テレビやファッション誌などで見掛けない日はない、にこるん(画像:講談社)

 例えば2020年5月、芸能人に対するSNSでのバッシングが問題になった際には、にこるんが「人間がいっちばん怖い生き物だよ ストレス発散のため?」「芸能人になるんだったらそれも覚悟してでろって良く言われる。そうゆう考えなるのがもう怖い。」と自身のTwitterに投稿。

 このツイートには21.7万いいねが付いています(8月15日時点)。

世間を共感を集める、飾らない物言い

 日曜午前のワイドショー『サンデー・ジャポン』(TBS系)でも彼女たちの発言は毎回注目を集めますが、最近では2020年8月2日放送回で、新型コロナウイルスに関する国の対応について率直な意見を述べたゆきぽよに、共感の声が寄せられました。

 なぜ今、このように令和ギャルに対する世間の注目が集まり、ギャルを代表とする彼女たちは若者から支持されるのか。

 それはやはり彼女たちが飾らず、うそを吐かず、赤裸々に自分の過去を語り、その上で堂々と表現活動を行っているからではないでしょうか。

ギャルの聖地と呼ばれた渋谷109。2020年7月には人気ブランド「セシルマクビー」閉店のニュースが流れたものの、ギャル文化は今も息づいている(画像:(C)Google)
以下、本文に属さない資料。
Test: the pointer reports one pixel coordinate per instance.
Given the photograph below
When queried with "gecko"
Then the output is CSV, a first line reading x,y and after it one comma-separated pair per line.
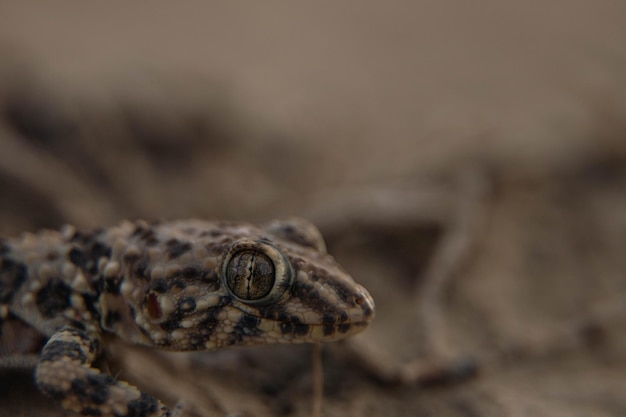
x,y
185,285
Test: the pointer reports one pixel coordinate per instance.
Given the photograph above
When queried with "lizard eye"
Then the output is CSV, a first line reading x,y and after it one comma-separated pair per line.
x,y
256,272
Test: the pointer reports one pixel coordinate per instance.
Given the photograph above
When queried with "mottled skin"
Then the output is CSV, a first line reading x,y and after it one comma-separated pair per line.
x,y
182,285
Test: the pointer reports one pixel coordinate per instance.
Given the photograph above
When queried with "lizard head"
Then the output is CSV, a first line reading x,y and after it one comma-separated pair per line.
x,y
237,284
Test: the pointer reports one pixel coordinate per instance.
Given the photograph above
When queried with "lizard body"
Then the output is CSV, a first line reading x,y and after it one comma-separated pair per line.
x,y
184,285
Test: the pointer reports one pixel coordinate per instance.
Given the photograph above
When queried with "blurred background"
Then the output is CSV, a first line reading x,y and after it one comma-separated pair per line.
x,y
466,162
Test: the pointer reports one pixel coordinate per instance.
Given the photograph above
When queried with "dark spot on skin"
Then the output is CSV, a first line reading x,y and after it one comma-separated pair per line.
x,y
58,349
54,298
78,324
191,271
76,256
111,318
286,328
175,248
178,283
209,276
248,322
367,311
343,328
94,388
12,275
112,285
208,324
139,230
131,257
246,326
160,285
144,406
170,325
196,342
343,316
187,304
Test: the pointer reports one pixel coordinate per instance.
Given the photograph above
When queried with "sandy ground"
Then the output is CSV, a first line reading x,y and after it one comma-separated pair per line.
x,y
466,162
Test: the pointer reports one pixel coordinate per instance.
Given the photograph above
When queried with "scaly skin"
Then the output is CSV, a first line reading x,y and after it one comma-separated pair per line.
x,y
183,285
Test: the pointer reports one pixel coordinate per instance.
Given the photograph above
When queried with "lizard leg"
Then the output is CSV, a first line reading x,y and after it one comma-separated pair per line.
x,y
65,373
 にこるんは過去テレビに出演した際、同級生からいじめられていた中学時代を告白。モデルをやっていたことから、心ない言葉を浴びせられたり、集合写真に画びょうを刺されたりしたことを明かしました。

 みちょぱとゆきぽよは、元カレが少年院に入っていたことを暴露。このように、普通ならば隠したくなるような過去の出来事を彼女たちは包み隠さず語ってくれるのです。

“苦難”の時代に培われた強靭な精神

 90年代後半にギャルムーブメントが巻き起こった頃。ギャルたちは世間から冷たい視線を浴びせられていました。

90年代後半、少年の検挙人員は現代と比べて多かった(画像:警察庁生活安全局少年課「少年の補導及び保護の概況」を基にULM編集部で作成)
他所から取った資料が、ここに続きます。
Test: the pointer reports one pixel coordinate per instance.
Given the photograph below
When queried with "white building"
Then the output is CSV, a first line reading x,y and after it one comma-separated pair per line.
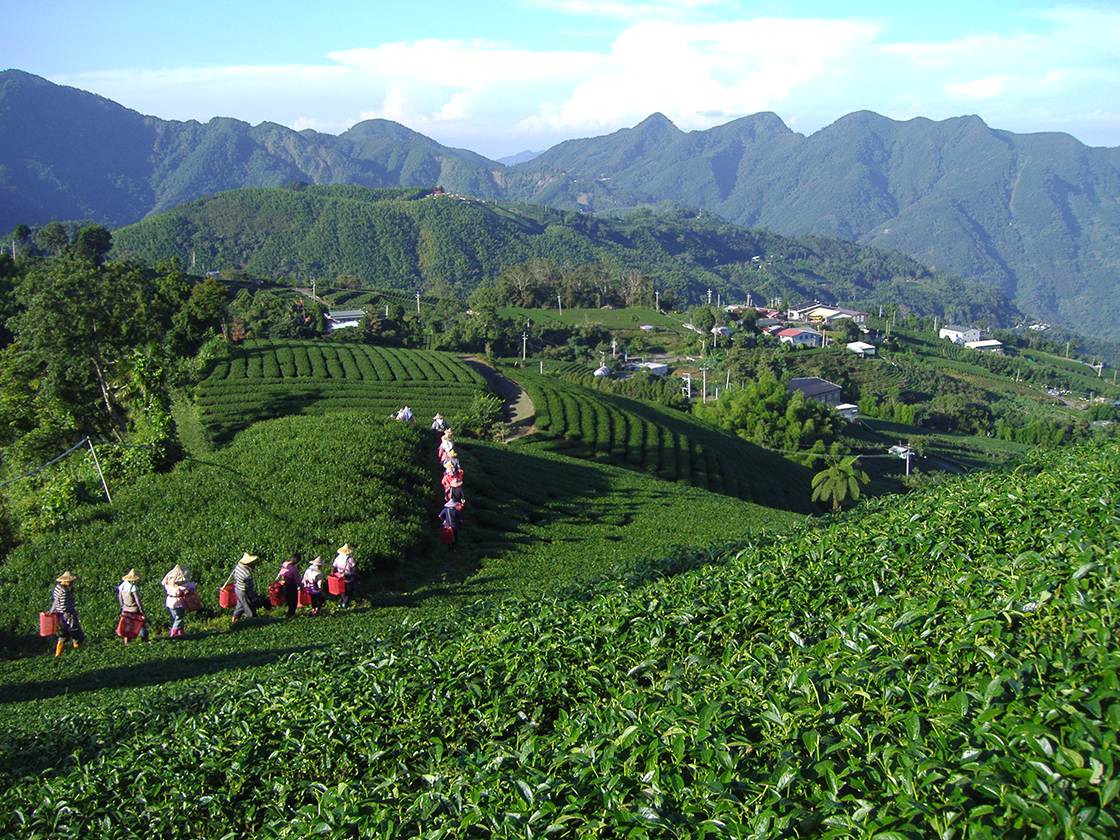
x,y
959,335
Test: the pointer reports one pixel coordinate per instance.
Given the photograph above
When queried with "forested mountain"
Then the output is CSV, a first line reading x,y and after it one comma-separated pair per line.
x,y
412,239
67,154
1036,216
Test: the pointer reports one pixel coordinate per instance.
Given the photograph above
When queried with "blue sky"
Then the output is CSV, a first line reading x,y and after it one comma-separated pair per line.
x,y
501,76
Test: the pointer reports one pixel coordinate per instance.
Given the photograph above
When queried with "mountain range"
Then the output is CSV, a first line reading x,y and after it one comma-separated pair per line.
x,y
1036,216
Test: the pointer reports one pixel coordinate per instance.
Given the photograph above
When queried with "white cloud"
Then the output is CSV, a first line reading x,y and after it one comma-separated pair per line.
x,y
625,9
1055,70
980,89
690,72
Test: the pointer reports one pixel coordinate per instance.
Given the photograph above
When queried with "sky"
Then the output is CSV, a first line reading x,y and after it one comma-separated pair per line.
x,y
503,76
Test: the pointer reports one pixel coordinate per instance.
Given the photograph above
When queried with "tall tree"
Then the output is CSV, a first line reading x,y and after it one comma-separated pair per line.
x,y
840,481
78,320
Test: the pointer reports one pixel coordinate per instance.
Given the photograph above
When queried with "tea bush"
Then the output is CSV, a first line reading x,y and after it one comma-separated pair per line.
x,y
264,379
298,483
942,665
646,437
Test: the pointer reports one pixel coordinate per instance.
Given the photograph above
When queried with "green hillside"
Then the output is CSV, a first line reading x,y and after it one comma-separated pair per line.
x,y
673,446
940,665
410,240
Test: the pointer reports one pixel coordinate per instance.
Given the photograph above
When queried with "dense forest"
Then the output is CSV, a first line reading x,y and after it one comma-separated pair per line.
x,y
421,240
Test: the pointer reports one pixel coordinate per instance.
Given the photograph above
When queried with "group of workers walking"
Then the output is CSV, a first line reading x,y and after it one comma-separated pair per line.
x,y
450,514
309,587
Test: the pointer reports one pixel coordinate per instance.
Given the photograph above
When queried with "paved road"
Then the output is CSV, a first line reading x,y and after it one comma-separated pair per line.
x,y
519,409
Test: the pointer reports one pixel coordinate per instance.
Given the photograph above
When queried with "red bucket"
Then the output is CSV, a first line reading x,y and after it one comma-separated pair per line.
x,y
130,624
192,600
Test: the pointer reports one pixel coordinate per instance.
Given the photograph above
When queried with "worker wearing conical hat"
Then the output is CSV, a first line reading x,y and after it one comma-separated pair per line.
x,y
128,596
63,605
315,585
345,568
244,587
176,584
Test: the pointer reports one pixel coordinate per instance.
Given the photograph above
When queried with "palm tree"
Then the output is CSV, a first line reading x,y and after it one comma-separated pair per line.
x,y
842,479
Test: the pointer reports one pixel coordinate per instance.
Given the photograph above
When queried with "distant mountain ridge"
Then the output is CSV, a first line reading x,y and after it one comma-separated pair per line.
x,y
1035,215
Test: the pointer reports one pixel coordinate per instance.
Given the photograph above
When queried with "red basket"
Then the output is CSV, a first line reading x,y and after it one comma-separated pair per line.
x,y
130,624
192,599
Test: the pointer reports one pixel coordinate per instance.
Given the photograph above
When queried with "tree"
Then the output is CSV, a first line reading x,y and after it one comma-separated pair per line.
x,y
53,238
92,243
842,479
80,320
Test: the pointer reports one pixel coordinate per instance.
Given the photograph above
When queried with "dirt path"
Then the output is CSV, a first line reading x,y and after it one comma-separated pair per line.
x,y
519,409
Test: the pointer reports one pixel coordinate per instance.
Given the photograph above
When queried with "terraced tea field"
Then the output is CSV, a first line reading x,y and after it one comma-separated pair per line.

 2020年現在と比べると当時は少年犯罪も多く、オヤジ狩りや援助交際も頻発していた時期。特に問題も起こさず、おしゃれをして友達と楽しんでいただけのギャルですら批判の的に。

批判を受け止めつつ、自分を曲げない

 しかし、世間の目にも負けず、ギャルは自らのスタイルを追求していました。そんな平成のギャルが持っていた強靱(きょうじん)な精神を、にこるん、みちょぱ、ゆきぽよら令和ギャルも受け継いでいます。

大人には理解されなくてもいい――そう明るく“開き直っていた”平成のギャルに対し、自らの体験を基に意見を表明する令和の彼女たち。

 うそを吐かず、変に大人や権力にこびを売らない彼女たちの言葉は、同世代の声を代弁しているとも言えます。そんな姿を見て、かつて彼女たちに冷ややかな目線を送っていた人たちもまた、胸襟(きょうきん)を開いていったのでしょう。

「ブレないのがいちばん大事」と語った、ゆきぽよ。その考え方には見習うべき点も多い(画像:NAVANA)



「ギャルは自分の意思がしっかりしていて、ブレないのがいちばん大事。」

 これはlivedoorNEWSのインタビュー(2019年8月23日配信)で、ゆきぽよが答えた“ギャルの定義”。

 どんなに周りから批判されても、何よりも自分を大切にして意思を曲げないこと――それがギャルたり得るゆえんであり、10代、20代の若者から支持される理由なのかもしれません。